1. Any IS/OOS metric that actually correlates with forward, not just looks good in backtest?
2. Shorter / more recent in-sample windows — do they transfer better for you than long ones?
3. Is the real edge in constraining what you generate (skeletons, regime typing, indicator grammar) rather than filtering after?

Happy to share more on the methodology. Where am I being naive?

Cheers.
Ben

Re: Genetic Selection… the next rabbit hole

> 1. Any IS/OOS metric that actually correlates with forward, not just looks good in backtest?

Both  IS and OOS are calculated by the Backtester engine on historical data. They may correlate with future live trading if the strategy is not curve-fitted (over-optimized).
I have zero expectations for a strategy's real trading results until I see any.

> 2. Shorter / more recent in-sample windows — do they transfer better for you than long ones?
I cannot say. Any curve-fit strategy has perfect IS and OOS stats. That's why I don't look at IS, OOS at all. However, I retest the generated strategies on new data to assess their performance.

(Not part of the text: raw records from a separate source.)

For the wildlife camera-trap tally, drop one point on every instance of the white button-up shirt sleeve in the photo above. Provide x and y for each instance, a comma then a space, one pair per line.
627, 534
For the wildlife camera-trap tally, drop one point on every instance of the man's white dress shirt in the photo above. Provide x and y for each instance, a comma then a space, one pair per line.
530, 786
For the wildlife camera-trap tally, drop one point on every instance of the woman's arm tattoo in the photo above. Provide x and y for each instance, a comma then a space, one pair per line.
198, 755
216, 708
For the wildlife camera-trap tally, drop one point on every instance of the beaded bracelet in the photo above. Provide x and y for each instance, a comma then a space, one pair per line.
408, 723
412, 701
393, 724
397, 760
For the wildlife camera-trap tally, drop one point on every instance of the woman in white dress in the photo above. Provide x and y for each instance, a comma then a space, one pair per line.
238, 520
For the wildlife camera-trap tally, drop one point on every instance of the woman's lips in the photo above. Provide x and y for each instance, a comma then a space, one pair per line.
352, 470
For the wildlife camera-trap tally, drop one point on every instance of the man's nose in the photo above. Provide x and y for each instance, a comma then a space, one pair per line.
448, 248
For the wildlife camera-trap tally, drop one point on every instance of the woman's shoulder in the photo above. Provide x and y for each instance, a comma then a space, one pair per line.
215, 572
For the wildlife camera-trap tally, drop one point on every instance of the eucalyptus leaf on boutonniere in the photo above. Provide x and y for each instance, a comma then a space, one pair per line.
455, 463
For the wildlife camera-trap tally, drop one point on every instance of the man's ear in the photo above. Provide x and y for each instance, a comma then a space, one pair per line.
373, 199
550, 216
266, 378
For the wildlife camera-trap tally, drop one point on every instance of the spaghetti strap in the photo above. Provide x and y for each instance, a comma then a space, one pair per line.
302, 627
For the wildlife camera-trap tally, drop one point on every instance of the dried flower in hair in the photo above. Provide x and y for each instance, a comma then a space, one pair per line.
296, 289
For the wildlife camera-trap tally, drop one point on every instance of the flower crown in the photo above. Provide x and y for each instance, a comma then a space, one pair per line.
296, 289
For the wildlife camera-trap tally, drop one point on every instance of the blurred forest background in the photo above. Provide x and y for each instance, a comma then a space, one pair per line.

> 3. Is the real edge in constraining what you generate (skeletons, regime typing, indicator grammar) rather than filtering after?
My personal style is to leave the Generator working without constraints. Then I retest the strategies in new data a month or two later. I manually evaluate the trading rules of the ones with good performance. I only trade strategies with "meaningful" trading rules (which is fully subjective, of course).

My rule is: "no expectations." If a strategy works, it is okay. If it does not work, I get the next one.